Uma nova lei, sancionada nesta terça-feira (17), proíbe a realização de tatuagens e a colocação de piercings em cães e gatos para fins estéticos em todo o país. A medida visa proteger os animais de possíveis maus-tratos e complicações de saúde decorrentes desses procedimentos. A partir de agora, quem descumprir a lei estará sujeito a detenção, multa e perda da guarda do animal.

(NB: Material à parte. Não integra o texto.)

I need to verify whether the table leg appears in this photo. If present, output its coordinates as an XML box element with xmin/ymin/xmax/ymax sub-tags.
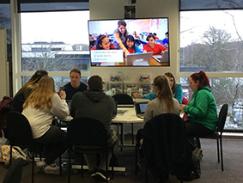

A Lei nº 15.150, publicada no Diário Oficial da União, altera a Lei de Crimes Ambientais e equipara a prática a outras formas de abuso contra animais. As punições se aplicam a quem realizar os procedimentos, permitir que sejam feitos ou, ainda, causar a morte do animal em decorrência das intervenções. A legislação busca coibir uma prática considerada cruel e desnecessária por especialistas.
A proibição não abrange procedimentos com finalidades diferentes da estética. Marcações para identificação de animais castrados e métodos de rastreabilidade utilizados no agronegócio, por exemplo, permanecem permitidos. O objetivo é garantir a proteção dos animais domésticos sem prejudicar outras atividades legítimas.
A norma foi recebida com entusiasmo por veterinários e entidades de proteção animal. O Conselho Federal de Medicina Veterinária (CFMV) já se posicionava contra a prática, considerando-a cruel e prejudicial à saúde dos animais. “A proibição de procedimentos desnecessários complementa e reforça o posicionamento do CFMV na defesa do bem-estar animal”, afirmou Fernando Zacchi, gerente técnico do conselho.
Veterinários alertam para os riscos de tatuagens e piercings em pets. Marina Zimmermann, especialista em clínica médica e cirúrgica, ressalta que os procedimentos podem causar dor, alergias, infecções e até necrose da pele. Ela relata casos de animais que se feriram gravemente ao tentar remover os adornos, evidenciando os perigos da prática.
A lei é resultado de um projeto que tramitou por cinco anos no Congresso Nacional. O deputado federal Fred Costa, autor da proposta, justificou a iniciativa com base no aumento da popularidade dessas práticas e na necessidade de proteger os animais. “Não há o que se discutir quanto ao livre arbítrio de uma pessoa que queira fazer uso desse tipo de adorno em seu próprio corpo, mas a liberdade de tatuar a [própria] pele não significa que podemos tomar essa decisão pelos animais que convivem conosco”, argumentou Costa.
Antes da lei nacional, algumas cidades já haviam proibido a prática. São Paulo e Rio de Janeiro, por exemplo, contam com legislações municipais que preveem multas para quem realizar tatuagens ou colocar piercings em animais. A nova lei nacional reforça a proteção animal em todo o país e impõe punições mais severas para quem descumprir as normas.